The result is likely to be cheaper overseas calls and much-reduced phone fraud, says the Association representing over 200 Internet Service Providers (ISPs) members, many of which provide voice services.
What are Call Termination Rates and how do they work:
Call termination rates are the fees telecoms networks across the world levy on each other to ensure calls originally placed on another network can reach – or terminate – on their network.
For example: Subscriber A – a Vodacom customer – calls Subscriber B – an MTN customer. The call originates on Vodacom’s network before being transferred to MTN’s network and then being carried on the MTN network to reach Subscriber B.
MTN invoices Vodacom for the use of MTN’s network to complete the call: this is the call termination charge.

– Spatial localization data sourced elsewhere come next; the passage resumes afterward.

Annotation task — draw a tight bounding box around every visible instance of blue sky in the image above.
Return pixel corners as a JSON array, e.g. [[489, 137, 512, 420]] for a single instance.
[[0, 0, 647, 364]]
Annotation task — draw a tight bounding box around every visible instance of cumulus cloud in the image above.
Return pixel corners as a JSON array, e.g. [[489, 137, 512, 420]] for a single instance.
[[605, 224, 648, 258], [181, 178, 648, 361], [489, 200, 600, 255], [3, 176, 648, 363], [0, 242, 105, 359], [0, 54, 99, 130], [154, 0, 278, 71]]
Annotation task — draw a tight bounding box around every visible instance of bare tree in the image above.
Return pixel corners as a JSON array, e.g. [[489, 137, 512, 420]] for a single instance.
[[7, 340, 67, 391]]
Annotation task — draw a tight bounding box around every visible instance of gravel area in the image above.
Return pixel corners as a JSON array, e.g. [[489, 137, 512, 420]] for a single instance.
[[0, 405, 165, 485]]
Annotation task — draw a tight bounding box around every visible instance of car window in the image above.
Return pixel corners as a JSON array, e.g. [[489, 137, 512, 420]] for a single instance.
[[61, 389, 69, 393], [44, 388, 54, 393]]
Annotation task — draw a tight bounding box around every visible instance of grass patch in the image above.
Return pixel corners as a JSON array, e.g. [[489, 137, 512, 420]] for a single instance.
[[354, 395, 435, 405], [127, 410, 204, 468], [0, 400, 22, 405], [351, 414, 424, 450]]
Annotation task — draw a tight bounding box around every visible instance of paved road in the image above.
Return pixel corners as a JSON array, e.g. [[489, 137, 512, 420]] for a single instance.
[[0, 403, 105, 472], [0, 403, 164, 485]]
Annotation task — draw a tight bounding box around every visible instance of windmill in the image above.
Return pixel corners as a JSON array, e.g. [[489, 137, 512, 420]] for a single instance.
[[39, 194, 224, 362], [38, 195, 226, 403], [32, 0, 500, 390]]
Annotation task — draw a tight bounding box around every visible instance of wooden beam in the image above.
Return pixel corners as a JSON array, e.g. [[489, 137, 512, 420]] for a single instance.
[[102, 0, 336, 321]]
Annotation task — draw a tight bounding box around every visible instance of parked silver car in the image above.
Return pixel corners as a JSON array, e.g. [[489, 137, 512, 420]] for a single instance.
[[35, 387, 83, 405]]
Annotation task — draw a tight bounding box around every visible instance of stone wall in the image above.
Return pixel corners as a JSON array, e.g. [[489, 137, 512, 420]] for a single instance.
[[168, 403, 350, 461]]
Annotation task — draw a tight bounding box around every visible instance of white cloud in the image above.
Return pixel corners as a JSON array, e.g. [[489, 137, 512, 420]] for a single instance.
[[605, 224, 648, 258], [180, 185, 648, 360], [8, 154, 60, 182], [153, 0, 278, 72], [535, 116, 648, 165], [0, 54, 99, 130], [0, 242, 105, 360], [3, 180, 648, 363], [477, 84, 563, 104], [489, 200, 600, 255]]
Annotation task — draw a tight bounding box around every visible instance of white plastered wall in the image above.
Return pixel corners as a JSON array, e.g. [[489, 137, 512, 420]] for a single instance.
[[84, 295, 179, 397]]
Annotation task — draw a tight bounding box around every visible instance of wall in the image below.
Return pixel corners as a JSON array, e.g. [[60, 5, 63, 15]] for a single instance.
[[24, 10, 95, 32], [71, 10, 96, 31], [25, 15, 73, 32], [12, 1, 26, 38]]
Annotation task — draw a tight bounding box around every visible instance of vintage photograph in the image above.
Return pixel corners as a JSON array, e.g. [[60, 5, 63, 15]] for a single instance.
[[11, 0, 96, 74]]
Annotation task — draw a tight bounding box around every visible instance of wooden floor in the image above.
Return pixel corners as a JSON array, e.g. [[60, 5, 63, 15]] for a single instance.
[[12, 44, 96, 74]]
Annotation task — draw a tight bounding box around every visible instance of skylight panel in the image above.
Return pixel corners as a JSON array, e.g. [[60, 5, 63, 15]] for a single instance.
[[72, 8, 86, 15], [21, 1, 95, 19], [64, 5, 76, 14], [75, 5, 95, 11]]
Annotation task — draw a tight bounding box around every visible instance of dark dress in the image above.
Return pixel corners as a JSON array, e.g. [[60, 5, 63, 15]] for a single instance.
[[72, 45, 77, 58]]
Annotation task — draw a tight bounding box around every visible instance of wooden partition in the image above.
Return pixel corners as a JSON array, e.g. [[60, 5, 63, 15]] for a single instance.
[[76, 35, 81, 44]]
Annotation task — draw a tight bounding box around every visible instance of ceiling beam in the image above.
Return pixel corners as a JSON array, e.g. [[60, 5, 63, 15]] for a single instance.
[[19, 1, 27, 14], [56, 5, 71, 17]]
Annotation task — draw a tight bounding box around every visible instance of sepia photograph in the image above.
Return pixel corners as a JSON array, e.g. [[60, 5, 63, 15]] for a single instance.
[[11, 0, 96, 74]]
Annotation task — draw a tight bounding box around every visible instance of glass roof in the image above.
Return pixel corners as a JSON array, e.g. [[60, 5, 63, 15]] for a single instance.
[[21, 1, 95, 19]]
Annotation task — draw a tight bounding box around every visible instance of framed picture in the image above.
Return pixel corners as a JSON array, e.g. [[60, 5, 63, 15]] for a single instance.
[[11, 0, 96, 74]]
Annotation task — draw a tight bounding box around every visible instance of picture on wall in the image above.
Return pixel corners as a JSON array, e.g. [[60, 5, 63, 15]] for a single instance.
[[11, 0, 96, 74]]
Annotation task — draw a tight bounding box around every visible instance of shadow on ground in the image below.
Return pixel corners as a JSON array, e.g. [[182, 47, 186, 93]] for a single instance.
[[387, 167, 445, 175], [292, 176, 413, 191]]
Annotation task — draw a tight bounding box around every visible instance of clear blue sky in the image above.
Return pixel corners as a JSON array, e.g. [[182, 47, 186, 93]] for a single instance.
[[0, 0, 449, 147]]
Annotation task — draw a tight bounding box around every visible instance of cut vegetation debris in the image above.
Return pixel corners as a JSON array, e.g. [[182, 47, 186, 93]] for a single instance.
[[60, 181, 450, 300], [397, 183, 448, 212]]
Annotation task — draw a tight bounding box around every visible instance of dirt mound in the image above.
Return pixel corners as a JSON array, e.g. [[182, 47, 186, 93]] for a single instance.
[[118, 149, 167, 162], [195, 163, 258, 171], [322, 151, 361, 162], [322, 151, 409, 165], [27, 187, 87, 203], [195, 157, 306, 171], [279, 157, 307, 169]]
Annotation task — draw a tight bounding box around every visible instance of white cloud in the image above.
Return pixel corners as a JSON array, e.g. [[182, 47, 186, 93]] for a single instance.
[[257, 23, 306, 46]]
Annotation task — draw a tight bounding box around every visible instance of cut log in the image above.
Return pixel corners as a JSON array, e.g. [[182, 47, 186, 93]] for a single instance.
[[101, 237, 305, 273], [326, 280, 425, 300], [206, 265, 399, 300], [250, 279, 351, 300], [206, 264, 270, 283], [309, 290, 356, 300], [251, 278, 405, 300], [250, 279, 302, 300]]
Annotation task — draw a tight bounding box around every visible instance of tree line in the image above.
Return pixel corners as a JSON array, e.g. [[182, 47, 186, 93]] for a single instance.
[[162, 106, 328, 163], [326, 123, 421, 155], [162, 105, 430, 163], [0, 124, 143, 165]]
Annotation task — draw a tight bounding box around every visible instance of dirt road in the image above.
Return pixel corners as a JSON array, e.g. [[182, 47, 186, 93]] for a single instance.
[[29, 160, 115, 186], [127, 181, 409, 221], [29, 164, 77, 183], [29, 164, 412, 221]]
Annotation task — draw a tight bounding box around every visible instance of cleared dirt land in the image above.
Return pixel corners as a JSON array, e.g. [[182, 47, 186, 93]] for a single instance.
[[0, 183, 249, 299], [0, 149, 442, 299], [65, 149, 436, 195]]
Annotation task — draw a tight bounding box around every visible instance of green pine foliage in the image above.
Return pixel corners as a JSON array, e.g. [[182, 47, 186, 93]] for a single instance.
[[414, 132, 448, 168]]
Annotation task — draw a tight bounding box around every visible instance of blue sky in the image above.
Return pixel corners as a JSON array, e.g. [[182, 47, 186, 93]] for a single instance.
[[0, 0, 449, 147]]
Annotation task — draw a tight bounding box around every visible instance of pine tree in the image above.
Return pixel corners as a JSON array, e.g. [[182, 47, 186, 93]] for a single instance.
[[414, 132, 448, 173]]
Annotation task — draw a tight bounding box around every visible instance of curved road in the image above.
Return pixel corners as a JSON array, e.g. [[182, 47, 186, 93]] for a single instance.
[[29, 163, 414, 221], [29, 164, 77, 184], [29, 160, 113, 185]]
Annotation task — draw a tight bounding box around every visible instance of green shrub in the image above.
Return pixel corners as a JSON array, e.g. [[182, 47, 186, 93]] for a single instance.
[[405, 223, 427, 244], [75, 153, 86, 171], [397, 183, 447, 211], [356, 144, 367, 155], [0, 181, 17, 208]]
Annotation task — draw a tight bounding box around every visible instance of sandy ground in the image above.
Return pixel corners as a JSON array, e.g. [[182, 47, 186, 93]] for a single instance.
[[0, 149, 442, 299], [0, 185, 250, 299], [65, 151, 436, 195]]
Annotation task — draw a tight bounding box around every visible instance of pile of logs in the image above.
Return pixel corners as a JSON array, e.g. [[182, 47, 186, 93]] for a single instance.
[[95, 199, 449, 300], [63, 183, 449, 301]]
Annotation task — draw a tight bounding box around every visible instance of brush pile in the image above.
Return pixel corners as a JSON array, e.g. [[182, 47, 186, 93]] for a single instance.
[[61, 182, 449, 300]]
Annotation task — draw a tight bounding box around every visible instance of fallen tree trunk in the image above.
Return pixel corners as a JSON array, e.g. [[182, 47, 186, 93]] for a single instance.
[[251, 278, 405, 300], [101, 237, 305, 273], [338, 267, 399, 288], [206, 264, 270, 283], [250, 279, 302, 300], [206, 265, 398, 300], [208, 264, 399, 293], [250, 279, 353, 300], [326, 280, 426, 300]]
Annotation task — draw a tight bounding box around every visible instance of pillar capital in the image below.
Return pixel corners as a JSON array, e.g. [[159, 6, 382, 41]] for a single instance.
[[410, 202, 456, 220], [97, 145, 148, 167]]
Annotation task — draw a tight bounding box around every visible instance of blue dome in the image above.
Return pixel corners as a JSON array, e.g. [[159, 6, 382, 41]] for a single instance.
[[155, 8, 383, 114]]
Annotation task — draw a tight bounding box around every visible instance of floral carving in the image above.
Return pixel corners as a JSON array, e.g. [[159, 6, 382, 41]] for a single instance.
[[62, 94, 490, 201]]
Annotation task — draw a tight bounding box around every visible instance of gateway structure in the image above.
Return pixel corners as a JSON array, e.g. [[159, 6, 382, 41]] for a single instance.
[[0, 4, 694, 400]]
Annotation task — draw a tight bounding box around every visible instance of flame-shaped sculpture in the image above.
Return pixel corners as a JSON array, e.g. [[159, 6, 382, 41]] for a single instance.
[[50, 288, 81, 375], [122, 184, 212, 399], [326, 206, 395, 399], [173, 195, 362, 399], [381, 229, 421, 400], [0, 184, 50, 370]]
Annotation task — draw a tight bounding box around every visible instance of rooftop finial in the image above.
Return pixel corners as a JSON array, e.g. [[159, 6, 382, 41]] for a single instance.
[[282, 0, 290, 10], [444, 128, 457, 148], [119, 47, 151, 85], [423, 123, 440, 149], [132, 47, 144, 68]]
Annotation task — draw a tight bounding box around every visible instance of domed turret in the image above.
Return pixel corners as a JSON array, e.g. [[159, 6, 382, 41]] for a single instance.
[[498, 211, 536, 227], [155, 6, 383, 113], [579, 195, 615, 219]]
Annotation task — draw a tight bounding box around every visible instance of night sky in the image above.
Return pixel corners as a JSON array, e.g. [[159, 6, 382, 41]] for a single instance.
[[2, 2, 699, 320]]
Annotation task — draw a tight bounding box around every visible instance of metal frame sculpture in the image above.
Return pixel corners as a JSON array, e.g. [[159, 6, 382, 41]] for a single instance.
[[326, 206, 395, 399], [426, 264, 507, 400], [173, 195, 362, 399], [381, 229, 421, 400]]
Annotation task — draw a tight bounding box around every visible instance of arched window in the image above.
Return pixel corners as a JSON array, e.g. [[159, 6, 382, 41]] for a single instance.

Vodacom then invoices Subscriber A to recover its fees as well as the call termination charge which it has to pay to MTN.
Under ICASA regulation call termination charges for local calls have been substantially reduced since 2014, but ISPA believes there is still work to be done.
In addition, call termination rates for international calls (i.e. where Subscriber A is outside South Africa) are currently unregulated, leading to a massive differential between what can be charged for terminating calls locally and what can be charged for a call received from outside of the country.
A gap like this soon gives rise to fraudulent activities where people attempt to present international calls as local calls.
For ISPA members, this has caused major challenges in terms of billing disputes and quality of service issues, amongst others.
Consumers, for their part, are receiving international calls with incorrect caller ID numbers that are frequently mistaken for spam and unknowingly paying more to call overseas than they should.
For example, calls to mobile numbers in Europe are typically between R2.00 ($0.13) and R22.00 ($1.42) per minute, however, once reciprocity provisions come into place, these could drop to as low as R0.20 ($0.01) per minute.
ICASA clearly has had enough and recently published the findings of its review of SA’s Call Termination Regulations of 2014. The summary is that ICASA has resolved to do a detailed investigation into rates for terminating local calls and that it will require licensees to use the principle of reciprocity to negotiate down international termination rates.
Below is a table showing the percentage of difference between termination rates for local calls and termination rates for international calls for three distinct South African operators:
Operator |
Termination rate for local calls |
Termination rate for international calls |
% difference |
Telkom (fixed) |
R0.06 ($0.004) |
R1.64 ($0.11) |
2 633% |
Vodacom |
R0.09 ($0.006) |
R2.60 ($0.17) |
2 788% |
MTN |
R0.09 ($0.006) |
R2.49 ($0.16) |
2 666% |
ICASA believes that local and international termination rates should both be at similar levels with ICASA Councillor Dr Charley Lewis saying, “The international termination rates charged by local licensees may not be less than the domestic regulated termination rate or higher than the international termination rate offered by their counterpart – meaning that the difference between domestic termination rates and international termination rates must be fair and reasonable.”
ISPA says that the next step is for ICASA to publish a notice of intention to initiate the next phase of the review. This includes a public consultation process to determine the real cost of call termination services and to amend the existing regulatory framework.